Sin embargo, en la mayor parte de los casos y principalmente en sociedades profundamente
desiguales como la nuestra, el reproche de las faltas que algunos de sus miembros pudieran
cometer colisiona con el contexto de desigualdad, marginalización y injusticia social extrema
que grandes bloques de sus integrantes sistemáticamente padecen.
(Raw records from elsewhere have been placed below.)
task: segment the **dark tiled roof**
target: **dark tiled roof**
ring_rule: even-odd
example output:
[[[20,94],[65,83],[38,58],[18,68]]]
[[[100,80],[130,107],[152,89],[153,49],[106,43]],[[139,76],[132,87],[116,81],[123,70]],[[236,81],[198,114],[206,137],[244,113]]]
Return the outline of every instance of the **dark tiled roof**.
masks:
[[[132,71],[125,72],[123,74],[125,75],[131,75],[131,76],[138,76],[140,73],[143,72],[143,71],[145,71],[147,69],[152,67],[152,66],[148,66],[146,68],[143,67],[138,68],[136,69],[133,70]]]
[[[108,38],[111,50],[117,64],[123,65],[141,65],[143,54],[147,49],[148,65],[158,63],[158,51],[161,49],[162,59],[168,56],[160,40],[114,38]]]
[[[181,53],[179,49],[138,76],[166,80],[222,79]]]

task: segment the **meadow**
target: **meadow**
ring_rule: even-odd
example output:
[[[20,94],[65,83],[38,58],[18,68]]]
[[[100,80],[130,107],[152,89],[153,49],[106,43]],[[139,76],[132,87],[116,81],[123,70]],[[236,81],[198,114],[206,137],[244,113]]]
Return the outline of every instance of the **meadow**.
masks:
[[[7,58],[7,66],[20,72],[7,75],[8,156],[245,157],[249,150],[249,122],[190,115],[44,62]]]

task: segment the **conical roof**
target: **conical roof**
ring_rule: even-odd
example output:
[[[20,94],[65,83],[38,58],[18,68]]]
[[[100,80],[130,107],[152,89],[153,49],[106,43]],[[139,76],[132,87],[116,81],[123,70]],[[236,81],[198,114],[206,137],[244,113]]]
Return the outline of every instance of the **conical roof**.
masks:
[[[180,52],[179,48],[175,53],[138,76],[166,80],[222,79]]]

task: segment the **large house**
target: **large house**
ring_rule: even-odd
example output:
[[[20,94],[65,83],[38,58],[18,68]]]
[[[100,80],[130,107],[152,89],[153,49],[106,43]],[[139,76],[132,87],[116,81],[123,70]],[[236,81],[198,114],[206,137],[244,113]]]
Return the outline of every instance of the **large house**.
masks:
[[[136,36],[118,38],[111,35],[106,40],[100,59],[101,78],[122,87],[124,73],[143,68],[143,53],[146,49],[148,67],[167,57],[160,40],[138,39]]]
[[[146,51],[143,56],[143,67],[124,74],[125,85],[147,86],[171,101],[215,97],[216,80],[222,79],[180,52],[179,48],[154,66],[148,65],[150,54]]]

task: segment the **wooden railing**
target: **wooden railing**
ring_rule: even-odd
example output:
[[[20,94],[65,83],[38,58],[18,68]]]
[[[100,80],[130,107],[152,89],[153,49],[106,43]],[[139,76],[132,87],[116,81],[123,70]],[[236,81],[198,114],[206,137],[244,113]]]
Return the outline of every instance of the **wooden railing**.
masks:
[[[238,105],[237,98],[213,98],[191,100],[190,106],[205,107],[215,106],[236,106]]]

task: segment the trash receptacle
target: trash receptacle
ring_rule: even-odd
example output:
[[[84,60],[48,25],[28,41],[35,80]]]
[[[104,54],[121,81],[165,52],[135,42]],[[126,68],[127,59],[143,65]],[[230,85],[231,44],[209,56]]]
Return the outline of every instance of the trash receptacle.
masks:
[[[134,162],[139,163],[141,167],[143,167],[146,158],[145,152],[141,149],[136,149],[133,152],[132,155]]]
Ante esta situación, el
derecho penal se erige como un recorte de un escenario particular, en el que se analiza la
conducta de uno o más individuos y se les reprocha determinada infracción, considerando
que su conducta fue injusta; de esta manera, se tienda a aplicar el castigo como una respuesta
ante una injusticia a un nivel-micro, ignorando deliberadamente que tal injusticia tiene lugar
en un contexto de injusticia-macro.
Esta cuestión ha sido profundamente analizada por Anthony Duff, quien sostiene que, en vez
de considerar a las injusticias sociales graves como a una especie de excusa absolutoria o
causa de justificación, lo que muchas veces implica considerar a la persona socialmente
excluida como a un sujeto no autónomo predestinado al delito, lo que debemos hacer como
comunidad es reconocer su autonomía y su responsabilidad por los actos cometidos, pero
asumir a su vez que aquellas injusticias sociales graves y sistemáticas que el ofensor sufrió
como miembro de nuestra comunidad pueden debilitar la potestad y autoridad moral que
como comunidad tenemos de imponerle una sanción por la falta cometida. Como bien resume
Duff, un imputado acusado de una falta podría responder: “Tal vez yo sea culpable, pero
ustedes no pueden juzgarme” (Duff, 2015). Ante esta situación, el autor propone un derecho
penal que busque la inclusión en lugar de la exclusión y sugiere que ante ese tipo de supuestos
debe preferirse la aplicación de modos de justicia que busquen restaurar las relaciones cívicas
dañadas por la injusticia social y el delito (Ibid).
Es en este contexto en el que adquieren interés las teorías comunicativas del reproche estatal,
que asumen que la tarea que le corresponde al Estado es expresar el compromiso de la
comunidad con determinas reglas y valores, asumiendo que el ofensor es una persona
autónoma que puede entender esas razones y modificar su comportamiento y teniendo
siempre como fin la reintegración del vínculo afectado entre el ofensor y la comunidad
(Gargarella, 2016). Partiendo de esta base y reconociendo el contexto de injusticia social en
el que suele producirse el llamado a rendir cuentas, el mayor aporte que este tipo de teorías
pueden dar a la práctica del derecho penal es la problematización de la noción de reproche,
entendiendo que existen una multiplicidad de formas en las que una comunidad puede
expresar su desacuerdo y sancionar a un infractor -muchas de ellas con una efectividad
resocializadora sustentada empíricamente-, alternativas a la pena de prisión, que por su
naturaleza intrínsecamente excluyente, resulta particularmente difícil de justificar en una
sociedad democrática.
BIBLIOGRAFÍA
Gargarella, R. (2016) “Castigar al prójimo: por una refundación democrática del derecho
penal”, Buenos Aires, Siglo Veintiuno.
Braithwaite, J. Y Petit, P. (2015) “No solo su merecido: Por una justicia penal que vaya más
allá del castigo”, Buenos Aires, Siglo Veintiuno.
Nino, S.C. (1980) “Introducción al análisis del derecho”, Buenos Aires, Astrea.
Stratenwerth, G (2008) “Derecho penal. Parte general I. El hecho punible”, Buenos Aires,
Hammurabi.
Rafecas, D. E. (2005) “Una mirada crítica sobre la teoría agnóstica de la pena”, Bahía
Blanca, Programma. Disponible en: <http://bibliotecadigital.uns.edu.ar/scielo.php?script
=sci_arttext&pid=S1669-86732005001100006&lng=es&nrm=iso>.